Community detection in social networks is an important but challenging problem. This book develops a new technique for finding communities that uses both structural similarity and attribute similarity simultaneously, weighting them in a principled way. The results outperform existing techniques across a wide range of measures, and so advance the state of the art in community detection. Many existing community detection techniques base similarity on either the structural connections among social-network users, or on the overlap among the attributes of each user. Either way loses useful information. There have been some attempts to use both structure and attribute similarity but success has been limited. We first build a large real-world dataset by crawling Instagram, producing a large set of user profiles. We then compute the similarity between pairs of users based on four qualitatively different profile properties: similarity of language used in posts, similarity of hashtags used (which requires extraction of content from them), similarity of images displayed (which requires extraction of what each image is ‘about’), and the explicit connections when one user follows another. These single modality similarities are converted into graphs. These graphs have a common node set (the users) but different sets a weighted edges. These graphs are then connected into a single larger graph by connecting the multiple nodes representing the same user by a clique, with edge weights derived from a lazy random walk view of the single graphs. This larger graph can then be embedded in a geometry using spectral techniques. In the embedding, distance corresponds to dissimilarity so geometric clustering techniques can be used to find communities. The resulting communities are evaluated using the entire range of current techniques, outperforming all of them. Topic modelling is also applied to clusters to show that they genuinely represent users with similar interests.

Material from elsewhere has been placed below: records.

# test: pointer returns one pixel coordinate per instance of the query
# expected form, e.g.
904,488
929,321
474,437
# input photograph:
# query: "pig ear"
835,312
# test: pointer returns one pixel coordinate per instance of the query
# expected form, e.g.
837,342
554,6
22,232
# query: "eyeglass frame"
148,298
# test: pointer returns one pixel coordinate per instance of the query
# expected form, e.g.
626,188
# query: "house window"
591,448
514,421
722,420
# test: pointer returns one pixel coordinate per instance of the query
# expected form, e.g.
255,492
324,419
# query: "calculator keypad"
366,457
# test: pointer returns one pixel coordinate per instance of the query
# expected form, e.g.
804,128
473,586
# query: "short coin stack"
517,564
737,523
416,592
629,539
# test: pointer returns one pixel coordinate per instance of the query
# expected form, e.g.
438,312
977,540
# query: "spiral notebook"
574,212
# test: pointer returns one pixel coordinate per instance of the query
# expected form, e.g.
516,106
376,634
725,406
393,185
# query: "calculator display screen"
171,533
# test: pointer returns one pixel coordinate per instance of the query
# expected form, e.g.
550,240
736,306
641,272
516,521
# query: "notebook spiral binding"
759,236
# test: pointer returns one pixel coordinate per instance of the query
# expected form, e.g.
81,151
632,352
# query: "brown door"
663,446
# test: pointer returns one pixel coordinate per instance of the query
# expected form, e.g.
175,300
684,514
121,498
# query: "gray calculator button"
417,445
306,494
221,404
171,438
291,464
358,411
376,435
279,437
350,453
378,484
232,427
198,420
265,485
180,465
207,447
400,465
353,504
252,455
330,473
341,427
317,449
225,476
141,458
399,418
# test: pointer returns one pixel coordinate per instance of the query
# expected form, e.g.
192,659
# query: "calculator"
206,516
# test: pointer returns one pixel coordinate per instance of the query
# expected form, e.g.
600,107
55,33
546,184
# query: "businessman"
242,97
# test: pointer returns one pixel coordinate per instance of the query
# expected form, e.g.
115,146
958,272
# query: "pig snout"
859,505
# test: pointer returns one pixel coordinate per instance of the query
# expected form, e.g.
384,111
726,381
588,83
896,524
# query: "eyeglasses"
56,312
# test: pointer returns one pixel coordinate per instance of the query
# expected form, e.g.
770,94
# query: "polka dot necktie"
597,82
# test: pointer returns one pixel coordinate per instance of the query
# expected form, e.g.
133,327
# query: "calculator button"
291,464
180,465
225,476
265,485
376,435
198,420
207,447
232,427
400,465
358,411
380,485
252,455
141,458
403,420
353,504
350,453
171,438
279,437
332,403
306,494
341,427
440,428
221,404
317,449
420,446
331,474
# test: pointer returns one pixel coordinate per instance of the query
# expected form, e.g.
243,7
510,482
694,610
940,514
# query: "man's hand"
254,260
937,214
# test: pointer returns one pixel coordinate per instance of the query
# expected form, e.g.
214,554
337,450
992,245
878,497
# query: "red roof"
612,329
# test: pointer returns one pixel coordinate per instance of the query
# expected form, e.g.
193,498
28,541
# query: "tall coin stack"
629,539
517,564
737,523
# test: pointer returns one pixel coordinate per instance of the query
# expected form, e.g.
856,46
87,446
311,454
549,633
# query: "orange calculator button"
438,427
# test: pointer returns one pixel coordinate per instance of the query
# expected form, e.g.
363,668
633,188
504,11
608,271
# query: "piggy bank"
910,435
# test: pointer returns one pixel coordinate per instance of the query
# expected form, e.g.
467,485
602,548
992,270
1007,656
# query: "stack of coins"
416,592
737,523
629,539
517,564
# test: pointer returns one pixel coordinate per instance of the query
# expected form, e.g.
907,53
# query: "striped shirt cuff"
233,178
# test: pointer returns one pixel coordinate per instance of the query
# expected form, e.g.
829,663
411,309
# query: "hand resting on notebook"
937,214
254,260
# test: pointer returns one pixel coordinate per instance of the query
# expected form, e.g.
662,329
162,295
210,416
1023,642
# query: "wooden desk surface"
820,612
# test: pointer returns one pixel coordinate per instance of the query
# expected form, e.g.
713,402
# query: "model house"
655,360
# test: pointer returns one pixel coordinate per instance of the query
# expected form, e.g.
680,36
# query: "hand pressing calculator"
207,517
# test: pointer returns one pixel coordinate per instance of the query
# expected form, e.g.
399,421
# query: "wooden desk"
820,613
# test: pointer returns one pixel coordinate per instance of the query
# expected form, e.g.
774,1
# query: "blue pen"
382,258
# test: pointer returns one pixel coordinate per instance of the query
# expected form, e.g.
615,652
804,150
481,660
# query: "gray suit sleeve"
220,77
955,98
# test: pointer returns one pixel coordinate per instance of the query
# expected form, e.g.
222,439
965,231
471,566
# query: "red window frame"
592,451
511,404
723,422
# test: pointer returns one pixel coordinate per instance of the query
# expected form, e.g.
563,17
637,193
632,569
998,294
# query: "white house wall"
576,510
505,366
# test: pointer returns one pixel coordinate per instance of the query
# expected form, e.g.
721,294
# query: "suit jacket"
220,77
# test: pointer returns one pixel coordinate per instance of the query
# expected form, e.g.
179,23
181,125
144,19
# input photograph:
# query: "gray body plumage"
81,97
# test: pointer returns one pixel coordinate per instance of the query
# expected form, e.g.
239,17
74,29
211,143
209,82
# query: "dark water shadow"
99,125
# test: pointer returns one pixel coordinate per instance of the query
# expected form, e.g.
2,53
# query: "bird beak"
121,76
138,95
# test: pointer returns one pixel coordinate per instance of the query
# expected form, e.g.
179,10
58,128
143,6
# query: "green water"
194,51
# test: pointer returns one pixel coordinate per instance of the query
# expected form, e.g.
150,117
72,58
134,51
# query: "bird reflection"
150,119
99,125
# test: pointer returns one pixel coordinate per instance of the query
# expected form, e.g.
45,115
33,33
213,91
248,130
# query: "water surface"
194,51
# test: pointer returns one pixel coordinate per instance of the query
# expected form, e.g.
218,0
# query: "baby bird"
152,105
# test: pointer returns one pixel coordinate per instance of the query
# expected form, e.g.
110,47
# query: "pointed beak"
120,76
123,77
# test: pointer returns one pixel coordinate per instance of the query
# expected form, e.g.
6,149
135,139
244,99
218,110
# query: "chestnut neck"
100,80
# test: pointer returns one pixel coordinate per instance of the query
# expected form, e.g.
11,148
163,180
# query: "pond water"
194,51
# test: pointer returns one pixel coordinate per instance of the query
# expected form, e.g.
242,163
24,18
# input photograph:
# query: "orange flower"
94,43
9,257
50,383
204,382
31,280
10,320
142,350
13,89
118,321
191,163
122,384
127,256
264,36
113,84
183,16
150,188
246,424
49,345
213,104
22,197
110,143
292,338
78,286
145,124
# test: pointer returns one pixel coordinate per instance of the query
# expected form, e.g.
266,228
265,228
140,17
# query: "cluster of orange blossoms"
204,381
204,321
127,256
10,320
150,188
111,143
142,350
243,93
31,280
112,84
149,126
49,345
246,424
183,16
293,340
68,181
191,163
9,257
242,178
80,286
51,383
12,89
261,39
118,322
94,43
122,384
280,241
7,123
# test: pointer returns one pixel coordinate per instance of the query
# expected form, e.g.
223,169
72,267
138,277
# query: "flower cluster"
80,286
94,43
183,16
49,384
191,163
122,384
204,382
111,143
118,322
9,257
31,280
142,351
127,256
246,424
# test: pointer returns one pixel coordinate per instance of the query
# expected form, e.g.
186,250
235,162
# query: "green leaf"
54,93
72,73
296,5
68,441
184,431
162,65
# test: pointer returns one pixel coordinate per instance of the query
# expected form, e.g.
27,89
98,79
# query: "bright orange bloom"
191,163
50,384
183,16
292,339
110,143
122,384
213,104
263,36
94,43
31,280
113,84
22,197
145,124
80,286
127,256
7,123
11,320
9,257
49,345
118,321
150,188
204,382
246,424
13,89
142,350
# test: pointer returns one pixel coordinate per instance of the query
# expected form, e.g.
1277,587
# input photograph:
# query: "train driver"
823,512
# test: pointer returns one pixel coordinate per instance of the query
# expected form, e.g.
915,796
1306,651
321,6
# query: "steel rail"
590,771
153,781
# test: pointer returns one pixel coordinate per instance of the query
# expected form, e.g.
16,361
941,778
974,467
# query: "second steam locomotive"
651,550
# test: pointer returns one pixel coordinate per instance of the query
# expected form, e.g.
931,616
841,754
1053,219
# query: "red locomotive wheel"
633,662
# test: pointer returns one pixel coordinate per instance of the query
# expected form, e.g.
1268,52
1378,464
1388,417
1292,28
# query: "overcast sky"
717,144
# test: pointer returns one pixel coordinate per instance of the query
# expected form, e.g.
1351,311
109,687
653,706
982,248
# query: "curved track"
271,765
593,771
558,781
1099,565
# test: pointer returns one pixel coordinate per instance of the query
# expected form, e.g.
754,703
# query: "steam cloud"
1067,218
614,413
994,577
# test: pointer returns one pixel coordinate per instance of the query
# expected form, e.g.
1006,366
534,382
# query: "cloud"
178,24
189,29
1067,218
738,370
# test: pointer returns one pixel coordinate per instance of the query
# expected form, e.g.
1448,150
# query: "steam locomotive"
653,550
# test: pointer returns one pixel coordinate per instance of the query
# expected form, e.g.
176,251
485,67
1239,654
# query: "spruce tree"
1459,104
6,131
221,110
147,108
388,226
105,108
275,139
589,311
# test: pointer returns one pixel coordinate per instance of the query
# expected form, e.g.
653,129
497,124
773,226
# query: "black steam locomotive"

This can form the basis for applications such as online marketing, or key influence selection.
Cuprins
Chapter 1: Introduction.- Chapter 2: Background.- Chapter 3: Building blocks.- Chapter 4: Social network data.- Chapter 5: Methodology.- Chapter 6: Results and validation.- Chapter 7: Conclusions.
Despre autor
Mosab ALfaqeeh is a doctoral graduate of the School of Computing at Queen’s. He works as a software developer.
David Skillicorn has worked extensively in adversarial data analytics, including the use of natural language processing and social network analysis. His work has applications in intelligence, policing, counterterrorism, and cybersecurity. He is the author of two hundred papers and several books, most recently ‘Cyberspace, Data Analytics, and Policing’ (Taylor and Francis).